Unisco la mia voce al coro che si è levato in memoria dello studioso, del critico, del filosofo, del semiologo e romanziere Umberto Eco. Mi sento un po’ inadeguata per questo compito, perciò, per incominciare a ricordarlo, uso la sua parola geniale e cito l’inizio della sua 24° regola per scrivere bene in italiano. 
È una de “Le 40 regole per scrivere bene in italiano”, contenute in La Bustina di Minerva, edito da Bompiani, un prezioso, straordinario contributo, pieno di sorridente ironia, per l’uso parlato e scritto della lingua italiana. 
 
Nella scrittura di ognuna di queste regole compare l’errore da evitare, e così con un brillante e giocoso intreccio fra il dire e il suo contrario, l’autore spinge il lettore a riflettere e capire. “Sii conciso, cerca di condensare i tuoi pensieri, evitando frasi lunghe – o spezzate da incisi che inevitabilmente confondono il lettore poco attento”. Dunque, cercherò di essere concisa e di condensare i miei pensieri.   
 
Umberto Eco aveva una cultura vastissima, era noto per i suoi studi che partendo dalla filosofia spaziavano in vari campi: semiotica, estetica medievale, linguistica. Qualcuno lo ha definito massmediologo. Era uno scienziato che si rivolgeva non soltanto a pochi studiosi suoi pari, ma comunicava contenuti originalissimi anche ad un vasto pubblico. Così divenne per me e per tanti altri della mia generazione un maestro di pensiero, un amico che ha donato tante piacevolissime ore, sorrisi e risate vere, di quelle che vengono dal cuore. 
 
Umberto Eco aveva spirito ed una intelligenza brillantissima che usava nell’invenzione di giochi di parole, per svelare significati nascosti, per esprimere riflessioni su cui si poteva parlare e discutere a lungo con quelli che apprezzavano le sue parole e la sua cultura. Non tutti, però, lo apprezzavano. Ricordo che alcuni ne rifiutavano sia i contenuti che i modi di comunicarli e non riuscivo a capire le ragioni, spesso vaghe e incomprensibili, poiché ignoravo le radici e i motivi di culture troppo lontane dalle mie.
 
Conobbi ed amai questo grande pensatore alla fine degli anni ’70, con “Il Nome della Rosa”. Questo romanzo fu una sorpresa, una fantasmagoria, un fuoco d’artificio di cultura medievale, usata per creare un mistero, diciamo pure un giallo, un thriller da risolvere, che ha generato o fatto rivivere il gusto per le favole ambientate in epoca medievale, rivissute con la fantasia. E poi di seguito, Umberto Eco ci ha donato tante piacevolissime letture, fra cui cito: Baudolino, L’Isola del giorno prima, La misteriosa fiamma delle Regina Loana, Numero zero, Il Cimitero di Praga. Quest’ultimo libro, meno piacevole degli altri, lascia della nostra storia recente una immagine terribile, di difficile comprensione, piena di zone oscure, impenetrabili intrighi e personaggi loschi.  
 
Come insegnante, ritengo opportuno chiudere questo breve ricordo di Umberto Eco con alcune delle sue quaranta regole per scrivere bene in italiano, ed anche in altre lingue, secondo me. Attenzione all’errore:
Evita le allitterazioni anche se allettano gli allocchi.
 
Non è che il congiuntivo va evitato, anzi che lo si usa quando è necessario. Evita le frasi fatte: è minestra riscaldata. Ricorda (sempre) che la parentesi (anche quando pare indispensabile) interrompe il filo del discorso. Sii avaro di citazioni. Diceva giustamente Emerson “Odio le citazioni. Dimmi solo quello che sai tu”. Usa meno virgolette possibili: non è “fine”. 
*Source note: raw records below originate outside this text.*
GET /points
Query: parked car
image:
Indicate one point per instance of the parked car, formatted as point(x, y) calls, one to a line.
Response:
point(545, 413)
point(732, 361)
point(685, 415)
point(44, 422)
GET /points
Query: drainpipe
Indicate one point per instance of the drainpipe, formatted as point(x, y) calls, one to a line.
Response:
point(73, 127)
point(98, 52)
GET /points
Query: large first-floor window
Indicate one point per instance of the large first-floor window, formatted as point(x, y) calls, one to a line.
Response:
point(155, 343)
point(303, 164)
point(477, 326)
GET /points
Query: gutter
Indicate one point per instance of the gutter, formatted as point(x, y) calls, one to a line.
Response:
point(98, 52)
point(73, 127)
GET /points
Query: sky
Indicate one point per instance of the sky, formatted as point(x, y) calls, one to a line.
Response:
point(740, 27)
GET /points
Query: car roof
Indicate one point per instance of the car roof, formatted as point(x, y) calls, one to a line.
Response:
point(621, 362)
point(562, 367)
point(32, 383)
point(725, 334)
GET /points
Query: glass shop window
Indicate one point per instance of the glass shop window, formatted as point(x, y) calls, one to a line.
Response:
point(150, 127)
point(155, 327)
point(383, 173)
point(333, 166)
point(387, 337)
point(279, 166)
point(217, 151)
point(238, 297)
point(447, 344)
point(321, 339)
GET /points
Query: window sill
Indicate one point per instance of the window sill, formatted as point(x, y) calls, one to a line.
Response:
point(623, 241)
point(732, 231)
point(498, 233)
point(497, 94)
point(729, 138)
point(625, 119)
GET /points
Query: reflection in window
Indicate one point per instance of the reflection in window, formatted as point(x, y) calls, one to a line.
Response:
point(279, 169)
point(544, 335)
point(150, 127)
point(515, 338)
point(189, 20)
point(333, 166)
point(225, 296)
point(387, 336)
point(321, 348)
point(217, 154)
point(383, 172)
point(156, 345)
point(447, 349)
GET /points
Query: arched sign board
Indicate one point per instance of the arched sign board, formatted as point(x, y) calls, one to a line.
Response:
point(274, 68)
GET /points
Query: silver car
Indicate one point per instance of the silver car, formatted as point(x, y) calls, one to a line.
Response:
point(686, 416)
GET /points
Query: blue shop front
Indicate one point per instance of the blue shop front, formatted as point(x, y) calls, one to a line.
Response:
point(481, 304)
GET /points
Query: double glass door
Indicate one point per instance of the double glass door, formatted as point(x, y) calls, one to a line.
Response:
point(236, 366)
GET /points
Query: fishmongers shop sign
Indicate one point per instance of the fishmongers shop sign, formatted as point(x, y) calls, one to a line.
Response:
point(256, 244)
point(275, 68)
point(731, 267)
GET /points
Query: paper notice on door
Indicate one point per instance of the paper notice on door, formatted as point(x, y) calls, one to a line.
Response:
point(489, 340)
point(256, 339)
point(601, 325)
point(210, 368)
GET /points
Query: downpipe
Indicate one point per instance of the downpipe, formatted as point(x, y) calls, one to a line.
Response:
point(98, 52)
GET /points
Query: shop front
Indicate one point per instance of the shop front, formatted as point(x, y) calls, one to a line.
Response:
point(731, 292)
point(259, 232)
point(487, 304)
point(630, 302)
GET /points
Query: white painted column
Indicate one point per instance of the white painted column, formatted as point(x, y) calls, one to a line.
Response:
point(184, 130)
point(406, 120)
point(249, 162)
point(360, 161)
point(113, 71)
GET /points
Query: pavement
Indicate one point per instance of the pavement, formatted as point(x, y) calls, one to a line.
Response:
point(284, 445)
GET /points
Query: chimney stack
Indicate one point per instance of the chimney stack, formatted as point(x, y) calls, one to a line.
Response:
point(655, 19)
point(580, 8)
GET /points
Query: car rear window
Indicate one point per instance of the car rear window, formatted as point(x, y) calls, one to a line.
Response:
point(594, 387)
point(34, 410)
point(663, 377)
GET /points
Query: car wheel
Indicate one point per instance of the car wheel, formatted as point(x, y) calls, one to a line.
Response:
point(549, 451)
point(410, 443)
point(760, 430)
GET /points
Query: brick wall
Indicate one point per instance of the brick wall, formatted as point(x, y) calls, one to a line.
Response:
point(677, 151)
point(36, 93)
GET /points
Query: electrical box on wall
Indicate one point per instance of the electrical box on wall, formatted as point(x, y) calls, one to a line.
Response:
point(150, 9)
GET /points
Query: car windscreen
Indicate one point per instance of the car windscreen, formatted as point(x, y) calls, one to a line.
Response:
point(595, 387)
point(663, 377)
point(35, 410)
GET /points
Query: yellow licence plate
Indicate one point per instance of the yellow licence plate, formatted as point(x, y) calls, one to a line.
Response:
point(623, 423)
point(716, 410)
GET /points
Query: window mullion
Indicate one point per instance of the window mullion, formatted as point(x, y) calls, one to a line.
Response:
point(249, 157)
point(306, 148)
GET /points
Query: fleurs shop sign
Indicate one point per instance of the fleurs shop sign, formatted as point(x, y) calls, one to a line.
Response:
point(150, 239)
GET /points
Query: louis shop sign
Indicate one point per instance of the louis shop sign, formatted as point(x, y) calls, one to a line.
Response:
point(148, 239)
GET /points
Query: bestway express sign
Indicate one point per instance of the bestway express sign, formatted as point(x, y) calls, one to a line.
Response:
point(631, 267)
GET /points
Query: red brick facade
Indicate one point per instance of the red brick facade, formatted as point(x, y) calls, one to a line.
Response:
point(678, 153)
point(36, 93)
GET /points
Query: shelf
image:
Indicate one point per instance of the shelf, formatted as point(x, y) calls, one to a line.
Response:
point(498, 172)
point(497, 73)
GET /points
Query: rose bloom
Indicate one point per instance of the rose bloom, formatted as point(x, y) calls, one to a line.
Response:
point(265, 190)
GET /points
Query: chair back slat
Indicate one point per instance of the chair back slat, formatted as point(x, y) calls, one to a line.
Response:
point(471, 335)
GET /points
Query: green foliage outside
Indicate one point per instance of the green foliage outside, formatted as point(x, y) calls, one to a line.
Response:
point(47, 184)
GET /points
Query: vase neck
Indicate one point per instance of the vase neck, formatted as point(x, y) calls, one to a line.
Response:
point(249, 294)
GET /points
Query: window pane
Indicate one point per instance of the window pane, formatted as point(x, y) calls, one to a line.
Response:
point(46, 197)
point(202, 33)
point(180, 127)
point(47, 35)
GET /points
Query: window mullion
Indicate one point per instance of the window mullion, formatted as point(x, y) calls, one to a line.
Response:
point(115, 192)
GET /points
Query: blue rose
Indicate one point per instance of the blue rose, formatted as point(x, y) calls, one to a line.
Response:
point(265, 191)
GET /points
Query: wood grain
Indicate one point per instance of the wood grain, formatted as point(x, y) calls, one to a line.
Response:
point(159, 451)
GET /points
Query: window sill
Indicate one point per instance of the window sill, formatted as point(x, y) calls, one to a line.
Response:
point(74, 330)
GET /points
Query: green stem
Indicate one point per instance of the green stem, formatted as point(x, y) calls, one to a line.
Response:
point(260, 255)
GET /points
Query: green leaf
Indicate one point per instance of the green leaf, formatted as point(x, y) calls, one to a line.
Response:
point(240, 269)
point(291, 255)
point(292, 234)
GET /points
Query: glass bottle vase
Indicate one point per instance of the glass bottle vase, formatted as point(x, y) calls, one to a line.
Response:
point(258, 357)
Non fare frasi di una sola parola. Eliminale. Metti, le virgole, al posto giusto. 
 
C’è davvero bisogno di domande retoriche? Chiudo con un auspicio. Mi auguro che le professoresse ed i professori di lettere vogliano ricordare Umberto Eco divertendosi con i propri studenti a leggere e commentare le sue geniali e saggiamente ironiche 40 regole.